Так ведь и было: он должен был пойти на это.
— Мне не по себе, — сказала Лиз. — И как подумаешь — ни к чему хорошему это не приведет. Может, у нас получится встречаться иногда на час–другой, только что с того?
— Это уже что–то.
— Боже, — вздохнула она. — Знаешь, мои дети не будут иметь ничего общего с вашим парнишкой: он для них слишком маленький. Странно как–то. Вот мы с тобой тут. У нас обоих есть дети, они знакомы друг с другом. Чем ты занимался четырнадцать лет назад, в тридцать восьмом году?
— В программе WPA работал, — сказал Роджер.
Лиз рассмеялась.
— Надо же. Смешно. Странно все это. — Отодвинувшись от него, она прищурила глаза и посмотрела вперед, на дорогу. — Знаешь, я правда хочу выпить. Я так и нашла это место. Пару раз сама сюда заглядывала. Мне иногда тоскливо становится. Чик все сидит над своими деловыми бумагами. Ты ведь не такой, правда? Тебя не только одна работа интересует. Он читает профессиональные журналы по бизнесу — в колледже изучал деловую рекламу. А моей специальностью был французский язык.
Роджер искал, где бы свернуть, чтобы побыстрее доехать до бара.
— Тормози, — сказала Лиз. — Это где–то рядом.
Он доехал до пересечения двух шоссейных дорог и повернул направо, к побережью. Вскоре они миновали заправку и несколько магазинов.
Впереди показался мотель — современный, манящий. Оба смотрели в одном направлении.
— Я передумала, — вдруг сказала Лиз. — Остановись здесь. Почему бы нам туда не зайти? Кто об этом узнает?
— Никто, — согласился Роджер, пытаясь отделить реальность от плодов разыгравшегося воображения.
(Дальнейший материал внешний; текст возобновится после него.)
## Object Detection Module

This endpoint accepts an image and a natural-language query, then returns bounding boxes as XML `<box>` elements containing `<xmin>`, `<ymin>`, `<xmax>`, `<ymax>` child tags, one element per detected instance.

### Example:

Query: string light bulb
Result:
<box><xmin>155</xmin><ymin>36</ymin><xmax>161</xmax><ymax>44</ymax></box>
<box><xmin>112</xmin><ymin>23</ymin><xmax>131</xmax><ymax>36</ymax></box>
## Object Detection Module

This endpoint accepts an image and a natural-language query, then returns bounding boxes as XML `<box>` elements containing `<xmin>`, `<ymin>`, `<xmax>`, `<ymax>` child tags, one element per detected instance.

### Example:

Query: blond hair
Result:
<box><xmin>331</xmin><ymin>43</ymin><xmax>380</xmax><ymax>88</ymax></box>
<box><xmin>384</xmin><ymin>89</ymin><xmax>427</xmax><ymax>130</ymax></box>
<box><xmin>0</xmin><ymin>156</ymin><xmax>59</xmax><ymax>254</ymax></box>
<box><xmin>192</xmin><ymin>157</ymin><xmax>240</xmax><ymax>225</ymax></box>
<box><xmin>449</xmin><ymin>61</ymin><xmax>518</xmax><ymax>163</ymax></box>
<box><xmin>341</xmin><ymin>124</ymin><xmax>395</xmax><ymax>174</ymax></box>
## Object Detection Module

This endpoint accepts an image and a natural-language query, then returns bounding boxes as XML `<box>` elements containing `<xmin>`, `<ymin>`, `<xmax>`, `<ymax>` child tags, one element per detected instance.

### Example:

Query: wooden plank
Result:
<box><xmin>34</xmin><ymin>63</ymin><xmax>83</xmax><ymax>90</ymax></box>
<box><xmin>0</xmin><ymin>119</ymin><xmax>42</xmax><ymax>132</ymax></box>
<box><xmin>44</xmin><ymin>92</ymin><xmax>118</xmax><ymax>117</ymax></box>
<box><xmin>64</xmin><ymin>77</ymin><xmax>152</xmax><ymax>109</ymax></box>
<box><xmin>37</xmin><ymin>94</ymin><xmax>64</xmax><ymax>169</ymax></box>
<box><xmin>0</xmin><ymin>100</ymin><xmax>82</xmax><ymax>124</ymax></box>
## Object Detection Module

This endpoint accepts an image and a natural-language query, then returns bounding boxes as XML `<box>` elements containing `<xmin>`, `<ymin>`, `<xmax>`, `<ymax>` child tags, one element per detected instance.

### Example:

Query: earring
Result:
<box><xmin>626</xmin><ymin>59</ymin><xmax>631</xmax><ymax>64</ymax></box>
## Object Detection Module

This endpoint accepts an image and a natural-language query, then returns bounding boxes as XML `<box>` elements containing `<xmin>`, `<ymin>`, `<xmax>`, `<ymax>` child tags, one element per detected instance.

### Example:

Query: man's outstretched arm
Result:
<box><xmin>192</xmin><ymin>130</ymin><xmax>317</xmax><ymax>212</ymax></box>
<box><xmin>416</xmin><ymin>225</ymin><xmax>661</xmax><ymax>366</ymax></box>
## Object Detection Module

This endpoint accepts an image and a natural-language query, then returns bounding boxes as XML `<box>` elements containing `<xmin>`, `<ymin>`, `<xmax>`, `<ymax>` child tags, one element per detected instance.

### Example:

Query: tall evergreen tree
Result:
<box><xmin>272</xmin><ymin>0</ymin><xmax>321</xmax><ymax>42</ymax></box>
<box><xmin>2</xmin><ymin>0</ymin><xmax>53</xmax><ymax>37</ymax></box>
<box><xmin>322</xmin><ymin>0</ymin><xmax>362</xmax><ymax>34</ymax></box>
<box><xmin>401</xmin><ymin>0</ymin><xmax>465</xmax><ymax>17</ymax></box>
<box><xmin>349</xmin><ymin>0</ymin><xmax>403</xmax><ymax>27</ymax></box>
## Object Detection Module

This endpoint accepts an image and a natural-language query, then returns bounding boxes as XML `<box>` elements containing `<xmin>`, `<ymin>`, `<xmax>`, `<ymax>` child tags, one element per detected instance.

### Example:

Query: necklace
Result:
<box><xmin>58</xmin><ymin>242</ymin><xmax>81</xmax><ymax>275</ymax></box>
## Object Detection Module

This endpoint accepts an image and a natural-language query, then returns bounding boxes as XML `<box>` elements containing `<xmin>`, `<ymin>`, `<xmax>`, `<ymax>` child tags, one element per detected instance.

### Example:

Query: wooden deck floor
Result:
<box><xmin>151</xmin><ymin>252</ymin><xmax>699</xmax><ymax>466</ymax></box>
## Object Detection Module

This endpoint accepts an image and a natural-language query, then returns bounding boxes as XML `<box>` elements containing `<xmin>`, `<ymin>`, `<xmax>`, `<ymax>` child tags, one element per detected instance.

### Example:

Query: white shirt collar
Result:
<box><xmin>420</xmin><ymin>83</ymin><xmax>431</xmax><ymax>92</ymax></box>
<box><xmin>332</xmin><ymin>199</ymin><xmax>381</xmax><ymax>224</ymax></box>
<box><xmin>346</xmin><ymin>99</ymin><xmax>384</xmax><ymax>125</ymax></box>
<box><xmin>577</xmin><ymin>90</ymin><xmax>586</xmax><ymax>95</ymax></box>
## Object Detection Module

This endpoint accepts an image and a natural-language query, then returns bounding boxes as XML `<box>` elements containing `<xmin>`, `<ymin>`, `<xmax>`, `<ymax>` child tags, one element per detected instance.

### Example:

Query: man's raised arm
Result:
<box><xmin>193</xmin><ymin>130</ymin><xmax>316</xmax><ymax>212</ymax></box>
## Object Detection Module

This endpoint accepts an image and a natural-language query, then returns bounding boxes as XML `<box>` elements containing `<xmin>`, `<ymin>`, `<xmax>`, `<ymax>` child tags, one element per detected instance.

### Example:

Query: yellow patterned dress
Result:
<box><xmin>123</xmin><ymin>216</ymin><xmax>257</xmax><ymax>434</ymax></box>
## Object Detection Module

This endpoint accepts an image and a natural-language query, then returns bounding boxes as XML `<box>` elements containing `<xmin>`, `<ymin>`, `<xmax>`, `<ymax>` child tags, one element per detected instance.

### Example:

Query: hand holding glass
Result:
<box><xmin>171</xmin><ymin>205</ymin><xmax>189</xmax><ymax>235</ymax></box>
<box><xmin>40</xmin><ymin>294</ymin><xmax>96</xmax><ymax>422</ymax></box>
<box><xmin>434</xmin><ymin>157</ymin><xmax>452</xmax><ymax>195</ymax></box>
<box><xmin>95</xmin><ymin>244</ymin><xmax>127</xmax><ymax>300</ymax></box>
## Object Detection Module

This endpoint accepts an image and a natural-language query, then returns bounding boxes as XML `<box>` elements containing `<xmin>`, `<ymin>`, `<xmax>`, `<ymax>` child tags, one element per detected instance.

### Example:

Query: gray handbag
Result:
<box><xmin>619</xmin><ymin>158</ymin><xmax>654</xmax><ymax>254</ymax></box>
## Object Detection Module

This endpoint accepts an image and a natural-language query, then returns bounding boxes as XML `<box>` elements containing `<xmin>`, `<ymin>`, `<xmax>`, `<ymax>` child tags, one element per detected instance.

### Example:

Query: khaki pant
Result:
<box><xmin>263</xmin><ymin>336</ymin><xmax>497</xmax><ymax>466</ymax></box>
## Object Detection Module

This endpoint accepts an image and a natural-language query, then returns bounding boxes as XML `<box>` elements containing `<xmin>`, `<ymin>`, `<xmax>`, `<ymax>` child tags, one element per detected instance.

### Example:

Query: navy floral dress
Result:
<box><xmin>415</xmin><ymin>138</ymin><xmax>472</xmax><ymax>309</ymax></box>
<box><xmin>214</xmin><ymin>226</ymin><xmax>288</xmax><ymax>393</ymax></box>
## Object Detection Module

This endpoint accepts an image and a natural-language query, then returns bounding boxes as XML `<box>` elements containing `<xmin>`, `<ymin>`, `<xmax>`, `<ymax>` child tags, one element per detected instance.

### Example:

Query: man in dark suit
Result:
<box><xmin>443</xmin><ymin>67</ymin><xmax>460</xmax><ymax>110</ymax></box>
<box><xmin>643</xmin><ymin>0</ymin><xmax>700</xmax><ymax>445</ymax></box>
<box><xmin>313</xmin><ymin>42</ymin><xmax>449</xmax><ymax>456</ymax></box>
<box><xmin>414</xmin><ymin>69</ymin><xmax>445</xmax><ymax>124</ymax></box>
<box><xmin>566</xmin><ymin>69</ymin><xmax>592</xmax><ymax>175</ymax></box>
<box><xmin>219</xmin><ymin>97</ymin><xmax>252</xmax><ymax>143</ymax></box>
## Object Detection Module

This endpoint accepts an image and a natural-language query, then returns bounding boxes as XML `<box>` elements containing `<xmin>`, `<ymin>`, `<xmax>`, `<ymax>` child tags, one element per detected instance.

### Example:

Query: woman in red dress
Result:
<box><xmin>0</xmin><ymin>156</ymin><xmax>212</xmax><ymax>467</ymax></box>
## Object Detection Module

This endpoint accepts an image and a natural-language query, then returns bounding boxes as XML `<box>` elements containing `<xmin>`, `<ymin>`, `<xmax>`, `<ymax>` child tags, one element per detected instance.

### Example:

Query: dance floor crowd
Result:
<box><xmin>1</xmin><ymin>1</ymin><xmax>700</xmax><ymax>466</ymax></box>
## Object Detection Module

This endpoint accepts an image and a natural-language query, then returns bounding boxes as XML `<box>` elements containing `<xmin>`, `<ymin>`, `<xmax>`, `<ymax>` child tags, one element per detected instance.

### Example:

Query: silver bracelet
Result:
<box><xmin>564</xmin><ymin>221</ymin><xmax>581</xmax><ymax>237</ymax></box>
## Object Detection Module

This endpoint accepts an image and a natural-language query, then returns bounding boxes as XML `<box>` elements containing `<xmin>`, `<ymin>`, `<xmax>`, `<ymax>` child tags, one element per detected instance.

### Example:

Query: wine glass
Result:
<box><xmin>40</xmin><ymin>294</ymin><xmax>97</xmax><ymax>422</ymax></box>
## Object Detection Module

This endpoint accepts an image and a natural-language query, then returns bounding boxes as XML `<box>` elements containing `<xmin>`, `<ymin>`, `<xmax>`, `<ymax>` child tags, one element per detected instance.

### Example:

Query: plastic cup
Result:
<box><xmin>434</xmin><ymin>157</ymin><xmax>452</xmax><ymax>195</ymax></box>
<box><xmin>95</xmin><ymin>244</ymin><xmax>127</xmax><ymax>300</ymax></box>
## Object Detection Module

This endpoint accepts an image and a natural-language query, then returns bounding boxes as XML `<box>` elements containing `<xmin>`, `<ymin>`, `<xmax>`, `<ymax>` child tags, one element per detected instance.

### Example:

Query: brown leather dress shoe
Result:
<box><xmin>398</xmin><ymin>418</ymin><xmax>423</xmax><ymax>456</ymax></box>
Но все события сошлись в реальности. Это были уже не просто фантазии.
— Кажется, тут чисто, — сказала Лиз, прикрывая глаза рукой. — Правда? Не похоже, чтобы было обшарпано. Что скажешь?
Он въехал на гравий и остановился с работающим двигателем.
— Как скажешь, — ответил Роджер.
Оба сидели молча. Он вытер пот с рук.
— Ну что? — спросил он.
— Пойдем в мотель, — решила Лиз.
Открыв дверь, она спрыгнула на гравий. Предвечерний ветер полоскал ее юбку. Лиз придержала ее и подняла руку, чтобы закрыть от ветра волосы.
— Поговоришь с ними? — спросила она. — Я боюсь. Давай ты этим займешься. Мне просто хочется войти внутрь, упасть и побыть с тобой.
Пока он договаривался с администратором мотеля, Лиз проехала на машине через увитую плющом решетчатую арку во двор, где находились домики.